I suggested that he consider term insurance, and he was able to find a policy that provided a $1 million death benefit for 30 years for the same premium. Again, I have no idea why the agent recommended whole life insurance, but it is obvious that he did not take into consideration the needs of his potential client. The fact that he would earn a larger commission from the sale of whole life may have also entered in his decision-making. The end result for the agent was that he made nothing, and he could have easily earned a commission for selling term insurance, which was in the client's best interest.

We were recently asked by another potential client whether he should convert all or part of his traditional IRA to a Roth IRA. His current representative suggested that he do so by selling assets in the traditional IRA, transferring the cash to a new Roth IRA, and purchasing new investments in that new account. There were two things that were troubling about this recommendation. The first was that our analysis indicated that this client was not a good candidate for a Roth conversion. Also, we questioned why the advisor would recommend that mutual funds be sold in one account and repurchased in another. If, in fact, a Roth conversion were a viable strategy why not simply transfer funds in kind from one account to the other? Could it have been that this transaction would not have generated any new income for the advisor?

Barbara taught school for most of her life and retired early at the age of 60. She had accumulated substantial assets over her lifetime, but 100% of her investments were either in 403(b) plans or tax-deferred annuities. Therefore, she like Frank was unnecessarily in a situation where she would have to pay taxes on any money she withdrew for living expenses. In addition to the nonqualified annuities, almost all of her 403(b) investments are in annuities.

I simply cannot understand why putting annuities with insurance expenses of 1.4% to 1.5% into qualified plans is still so prevalent. In order to reduce the tax burden, we were forced to annuitize some of the nonqualified annuities. This strategy would've been unnecessary had the agent recommended that enough of her nonqualified money be invested in accounts that would have been more tax efficient when she retired.
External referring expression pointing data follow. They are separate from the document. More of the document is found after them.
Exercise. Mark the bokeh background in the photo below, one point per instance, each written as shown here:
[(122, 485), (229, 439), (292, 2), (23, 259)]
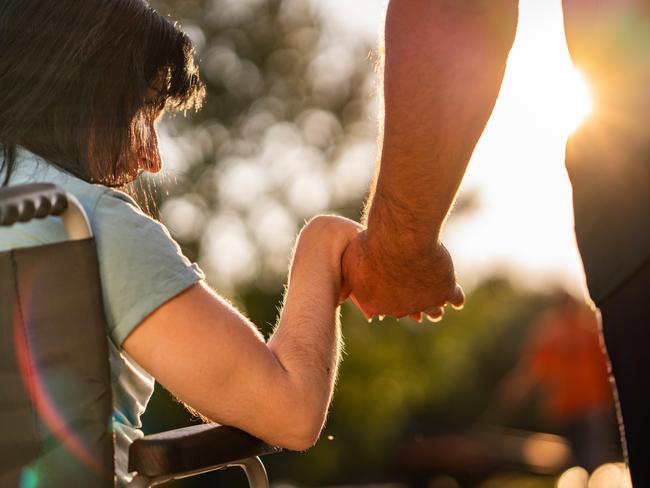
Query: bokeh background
[(288, 131)]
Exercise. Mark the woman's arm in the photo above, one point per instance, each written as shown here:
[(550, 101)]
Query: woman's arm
[(212, 358)]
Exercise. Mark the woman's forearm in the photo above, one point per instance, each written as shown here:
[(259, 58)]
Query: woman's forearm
[(307, 341)]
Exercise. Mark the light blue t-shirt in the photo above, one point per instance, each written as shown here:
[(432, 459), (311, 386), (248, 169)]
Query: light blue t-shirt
[(141, 267)]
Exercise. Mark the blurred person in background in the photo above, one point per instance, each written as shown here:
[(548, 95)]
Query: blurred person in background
[(444, 62), (564, 359)]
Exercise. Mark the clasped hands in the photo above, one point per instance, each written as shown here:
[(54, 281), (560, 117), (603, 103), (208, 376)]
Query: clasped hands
[(415, 281)]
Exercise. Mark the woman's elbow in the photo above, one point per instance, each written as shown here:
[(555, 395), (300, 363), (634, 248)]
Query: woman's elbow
[(302, 429)]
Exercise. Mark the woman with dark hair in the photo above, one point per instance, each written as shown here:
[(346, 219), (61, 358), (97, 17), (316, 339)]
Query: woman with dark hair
[(82, 84)]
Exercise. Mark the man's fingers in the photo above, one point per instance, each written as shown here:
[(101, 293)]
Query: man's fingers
[(435, 315), (416, 316), (457, 299)]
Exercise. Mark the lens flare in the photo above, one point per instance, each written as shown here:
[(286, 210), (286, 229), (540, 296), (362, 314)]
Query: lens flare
[(578, 103), (37, 389)]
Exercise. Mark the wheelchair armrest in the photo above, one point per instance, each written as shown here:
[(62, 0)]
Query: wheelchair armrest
[(26, 202), (192, 449)]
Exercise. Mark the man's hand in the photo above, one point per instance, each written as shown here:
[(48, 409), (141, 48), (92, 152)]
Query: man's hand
[(406, 282)]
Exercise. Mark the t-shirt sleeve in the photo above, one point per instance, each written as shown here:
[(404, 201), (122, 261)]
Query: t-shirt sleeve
[(141, 266)]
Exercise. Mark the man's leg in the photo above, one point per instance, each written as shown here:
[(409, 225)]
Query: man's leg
[(626, 329)]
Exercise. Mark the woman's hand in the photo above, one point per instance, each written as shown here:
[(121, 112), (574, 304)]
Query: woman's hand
[(406, 282), (320, 247)]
Of course, with the amount of money she had, investing in mutual funds with breakpoints would not have provided as much revenue for the advisor as the annuities did.
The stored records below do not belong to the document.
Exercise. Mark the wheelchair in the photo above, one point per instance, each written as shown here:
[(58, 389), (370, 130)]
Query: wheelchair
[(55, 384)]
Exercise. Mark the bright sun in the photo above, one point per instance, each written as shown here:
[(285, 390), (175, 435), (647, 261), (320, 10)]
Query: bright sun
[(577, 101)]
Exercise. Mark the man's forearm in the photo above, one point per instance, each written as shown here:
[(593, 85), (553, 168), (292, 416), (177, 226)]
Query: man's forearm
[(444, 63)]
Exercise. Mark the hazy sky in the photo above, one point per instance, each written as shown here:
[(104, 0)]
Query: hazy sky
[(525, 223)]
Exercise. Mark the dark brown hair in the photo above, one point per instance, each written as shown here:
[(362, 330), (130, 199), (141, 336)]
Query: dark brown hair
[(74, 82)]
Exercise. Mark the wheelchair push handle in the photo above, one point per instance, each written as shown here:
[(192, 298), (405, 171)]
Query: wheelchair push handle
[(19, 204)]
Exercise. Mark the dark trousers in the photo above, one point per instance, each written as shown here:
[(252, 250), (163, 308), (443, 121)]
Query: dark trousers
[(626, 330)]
No doubt, this article will not be positively accepted by some. Others, I suspect, will agree with my conclusions. I can never understand why it is permissible for a CFP practitioner to remove his fiduciary hat when he is in a "sales" mode and put it back on when he is in a "financial planning" relationship. In my view, the CFP designation should signal to consumers that in all of their dealings with certificants they are assured that their interests will come first.
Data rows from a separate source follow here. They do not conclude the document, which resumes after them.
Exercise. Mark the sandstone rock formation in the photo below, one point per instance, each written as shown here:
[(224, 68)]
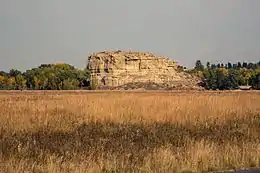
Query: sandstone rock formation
[(134, 70)]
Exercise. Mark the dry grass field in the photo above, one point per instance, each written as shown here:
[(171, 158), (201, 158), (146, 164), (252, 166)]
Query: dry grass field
[(129, 131)]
One of the examples that is used by many as a non-fiduciary relationship is when a client calls and asks to buy a particular investment. If that investment is not in the best interest of the client, I believe the CFP practitioner has an obligation to tell him that. The fiduciary hat must remain on at all times. Imagine a patient asking a doctor to prescribe a drug that is not in her best interest. The doctor can not dispense of the Hippocratic oath and prescribe the drug. So it should be with all CFP practitioners. If we are ever to become a profession, nothing less than that should be acceptable.

Principle 2 of the CFP code of ethics (objectivity) states, in part, that "regardless of the particular service rendered or the capacity in which CFP Board designee functions [my emphasis], a CFP Board designee should protect the integrity of his or her work, maintain objectivity, and avoid subordination of his or her judgment that would be in violation of this Code of Ethics." Putting the client's interests first at all times would be a good start. It is also good business!

Roy Diliberto is chairman and founder of RTD Financial Advisors Inc. in Philadelphia.